ABSTRACT Kitchen wastes containing high amounts of carbohydrates have potential as low-cost substrates for fermentable sugar production. In this study, enzymatic saccharification of kitchen waste was carried out. Response surface methodology (RSM) was applied to optimize the enzymatic saccharification conditions of kitchen waste. This paper presents analysis of RSM in a predictive model of the combined effects of independent variables (pH, temperature, glucoamylase activity, kitchen waste loading, and hydrolysis time) as the most significant parameters for fermentable sugar production and degree of saccharification. A 100 mL of kitchen waste was hydrolyzed in 250 mL of shake flasks. Quadratic RSM predicted maximum fermentable sugar production of 62.79 g/L and degree of saccharification (59.90%) at the following optimal conditions: pH 5, temperature 60°C, glucoamylase activity of 85 U/mL, and utilized 60 g/L of kitchen waste as a substrate at 10 h hydrolysis time. The verification experiments successfully produced 62.71 ± 0.7 g/L of fermentable sugar with 54.93 ± 0.4% degree of saccharification within 10 h of incubation, indicating that the developed model was successfully used to predict fermentable sugar production at more than 90% accuracy.

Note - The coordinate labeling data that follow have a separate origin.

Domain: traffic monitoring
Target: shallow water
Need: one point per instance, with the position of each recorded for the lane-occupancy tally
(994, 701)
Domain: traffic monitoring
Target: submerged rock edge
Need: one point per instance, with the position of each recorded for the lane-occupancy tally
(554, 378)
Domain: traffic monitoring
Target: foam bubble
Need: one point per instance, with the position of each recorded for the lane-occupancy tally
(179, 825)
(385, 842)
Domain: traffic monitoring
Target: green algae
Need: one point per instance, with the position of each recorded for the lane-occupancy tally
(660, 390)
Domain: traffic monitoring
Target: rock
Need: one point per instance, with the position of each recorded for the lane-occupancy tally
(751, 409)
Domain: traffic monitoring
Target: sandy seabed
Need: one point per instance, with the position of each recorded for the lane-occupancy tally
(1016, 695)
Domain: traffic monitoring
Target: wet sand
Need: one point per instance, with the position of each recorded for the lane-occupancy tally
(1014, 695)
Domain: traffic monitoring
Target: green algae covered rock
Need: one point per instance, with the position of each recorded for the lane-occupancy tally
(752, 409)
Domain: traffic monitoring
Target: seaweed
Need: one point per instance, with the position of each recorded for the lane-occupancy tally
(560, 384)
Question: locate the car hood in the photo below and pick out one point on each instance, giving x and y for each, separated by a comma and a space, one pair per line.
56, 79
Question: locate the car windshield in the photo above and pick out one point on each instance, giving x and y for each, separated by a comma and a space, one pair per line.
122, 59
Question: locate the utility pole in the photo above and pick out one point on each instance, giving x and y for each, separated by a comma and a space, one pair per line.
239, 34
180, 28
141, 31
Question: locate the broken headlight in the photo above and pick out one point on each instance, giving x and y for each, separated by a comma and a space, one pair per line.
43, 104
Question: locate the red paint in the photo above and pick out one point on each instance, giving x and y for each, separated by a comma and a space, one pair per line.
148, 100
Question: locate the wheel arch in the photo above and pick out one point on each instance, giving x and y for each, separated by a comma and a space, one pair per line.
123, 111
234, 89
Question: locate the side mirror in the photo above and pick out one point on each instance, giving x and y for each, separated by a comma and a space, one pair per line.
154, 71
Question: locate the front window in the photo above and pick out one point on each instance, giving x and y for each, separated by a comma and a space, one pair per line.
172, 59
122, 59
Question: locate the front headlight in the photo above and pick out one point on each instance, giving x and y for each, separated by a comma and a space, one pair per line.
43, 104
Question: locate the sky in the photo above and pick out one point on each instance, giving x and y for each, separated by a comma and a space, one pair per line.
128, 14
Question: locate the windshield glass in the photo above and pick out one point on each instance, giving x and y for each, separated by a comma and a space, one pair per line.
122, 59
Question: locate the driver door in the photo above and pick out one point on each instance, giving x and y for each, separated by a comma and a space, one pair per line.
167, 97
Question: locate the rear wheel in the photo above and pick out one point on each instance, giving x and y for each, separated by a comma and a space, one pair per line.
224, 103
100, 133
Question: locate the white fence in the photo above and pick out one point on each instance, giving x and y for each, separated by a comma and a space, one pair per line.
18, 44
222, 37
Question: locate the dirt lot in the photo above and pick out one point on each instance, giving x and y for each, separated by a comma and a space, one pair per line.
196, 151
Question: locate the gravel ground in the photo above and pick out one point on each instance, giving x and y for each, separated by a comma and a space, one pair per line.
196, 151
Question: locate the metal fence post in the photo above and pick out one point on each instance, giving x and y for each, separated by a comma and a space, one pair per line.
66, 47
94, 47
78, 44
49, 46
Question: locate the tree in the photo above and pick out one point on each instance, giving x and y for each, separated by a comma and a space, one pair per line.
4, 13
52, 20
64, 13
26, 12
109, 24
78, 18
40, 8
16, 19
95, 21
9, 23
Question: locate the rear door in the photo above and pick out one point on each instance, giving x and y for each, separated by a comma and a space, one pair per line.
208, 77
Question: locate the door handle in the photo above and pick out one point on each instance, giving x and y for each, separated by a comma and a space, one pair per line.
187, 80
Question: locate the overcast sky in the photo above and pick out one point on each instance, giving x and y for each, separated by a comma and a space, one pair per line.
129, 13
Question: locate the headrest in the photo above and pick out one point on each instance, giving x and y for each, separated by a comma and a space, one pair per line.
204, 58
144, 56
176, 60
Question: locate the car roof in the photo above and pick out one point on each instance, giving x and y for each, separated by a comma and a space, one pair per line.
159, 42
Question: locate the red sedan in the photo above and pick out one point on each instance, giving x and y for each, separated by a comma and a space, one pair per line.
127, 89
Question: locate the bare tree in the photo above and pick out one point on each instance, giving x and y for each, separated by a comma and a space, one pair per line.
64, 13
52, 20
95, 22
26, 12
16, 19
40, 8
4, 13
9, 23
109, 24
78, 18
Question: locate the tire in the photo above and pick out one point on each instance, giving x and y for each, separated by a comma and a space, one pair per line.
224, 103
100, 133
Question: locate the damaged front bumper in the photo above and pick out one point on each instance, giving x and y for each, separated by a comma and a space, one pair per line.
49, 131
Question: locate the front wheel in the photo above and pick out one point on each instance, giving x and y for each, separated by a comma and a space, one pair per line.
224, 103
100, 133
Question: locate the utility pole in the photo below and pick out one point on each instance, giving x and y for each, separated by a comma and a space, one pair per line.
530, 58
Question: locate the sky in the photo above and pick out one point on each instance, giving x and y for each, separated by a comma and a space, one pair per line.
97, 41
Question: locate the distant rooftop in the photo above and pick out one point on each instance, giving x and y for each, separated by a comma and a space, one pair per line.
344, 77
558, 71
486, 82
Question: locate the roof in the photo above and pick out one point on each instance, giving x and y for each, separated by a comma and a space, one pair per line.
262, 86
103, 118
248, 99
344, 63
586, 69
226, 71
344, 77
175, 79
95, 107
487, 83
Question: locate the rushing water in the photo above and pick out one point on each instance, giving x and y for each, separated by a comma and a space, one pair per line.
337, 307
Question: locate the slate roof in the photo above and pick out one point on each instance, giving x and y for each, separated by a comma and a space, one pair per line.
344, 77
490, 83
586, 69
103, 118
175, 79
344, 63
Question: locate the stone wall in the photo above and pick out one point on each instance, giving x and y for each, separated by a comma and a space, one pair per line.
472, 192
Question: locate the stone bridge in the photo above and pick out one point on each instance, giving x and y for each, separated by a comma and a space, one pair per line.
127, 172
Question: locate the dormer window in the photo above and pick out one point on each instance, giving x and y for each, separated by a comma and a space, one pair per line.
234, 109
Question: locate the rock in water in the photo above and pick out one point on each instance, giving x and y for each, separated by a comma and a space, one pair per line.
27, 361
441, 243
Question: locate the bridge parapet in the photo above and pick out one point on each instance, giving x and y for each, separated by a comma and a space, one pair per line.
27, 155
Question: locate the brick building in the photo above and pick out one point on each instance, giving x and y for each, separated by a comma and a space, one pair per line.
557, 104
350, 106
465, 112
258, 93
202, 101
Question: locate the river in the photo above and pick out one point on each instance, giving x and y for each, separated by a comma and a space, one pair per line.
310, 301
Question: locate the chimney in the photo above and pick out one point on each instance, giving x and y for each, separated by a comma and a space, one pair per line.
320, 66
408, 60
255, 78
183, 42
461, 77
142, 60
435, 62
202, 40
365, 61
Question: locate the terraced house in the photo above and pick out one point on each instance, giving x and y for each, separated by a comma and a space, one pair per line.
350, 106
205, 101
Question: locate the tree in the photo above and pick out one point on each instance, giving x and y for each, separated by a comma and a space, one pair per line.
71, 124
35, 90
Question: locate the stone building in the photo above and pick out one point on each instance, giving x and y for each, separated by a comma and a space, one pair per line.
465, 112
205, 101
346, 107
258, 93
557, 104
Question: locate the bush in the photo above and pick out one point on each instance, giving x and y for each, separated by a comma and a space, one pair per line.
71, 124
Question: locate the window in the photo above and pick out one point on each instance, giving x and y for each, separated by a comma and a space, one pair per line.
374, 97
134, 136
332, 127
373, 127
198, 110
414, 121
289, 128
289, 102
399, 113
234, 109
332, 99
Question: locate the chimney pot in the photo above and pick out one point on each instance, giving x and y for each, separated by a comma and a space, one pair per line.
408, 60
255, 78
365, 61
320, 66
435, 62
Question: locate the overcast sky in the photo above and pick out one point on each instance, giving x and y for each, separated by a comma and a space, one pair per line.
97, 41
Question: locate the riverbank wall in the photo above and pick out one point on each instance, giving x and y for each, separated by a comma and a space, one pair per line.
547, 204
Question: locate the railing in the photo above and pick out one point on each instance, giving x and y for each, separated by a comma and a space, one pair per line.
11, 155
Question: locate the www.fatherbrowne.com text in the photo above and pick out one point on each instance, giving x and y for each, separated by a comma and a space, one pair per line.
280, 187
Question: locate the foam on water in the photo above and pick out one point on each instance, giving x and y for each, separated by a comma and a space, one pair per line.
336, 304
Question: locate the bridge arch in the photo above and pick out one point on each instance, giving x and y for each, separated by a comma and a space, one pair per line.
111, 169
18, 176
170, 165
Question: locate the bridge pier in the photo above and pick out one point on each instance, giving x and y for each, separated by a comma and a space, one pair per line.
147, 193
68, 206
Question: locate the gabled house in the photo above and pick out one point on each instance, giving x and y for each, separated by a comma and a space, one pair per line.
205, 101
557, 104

The sugars produced after hydrolysis of kitchen waste were mainly attributed to monosaccharide: glucose (80%) and fructose (20%). The fermentable sugars obtained were subsequently used as carbon source for bioethanol production by locally isolated yeasts: Saccharomyces cerevisiae, Candida parasilosis, and Lanchancea fermentati. The yeasts were successfully consumed as sugars hydrolysate, and produced the highest ethanol yield ranging from 0.45 to 0.5 g/g and productivity between 0.44 g L–1 h–1 and 0.47 g L–1 h–1 after 24-h incubation, which was equivalent to 82.06–98.19% of conversion based on theoretical yield.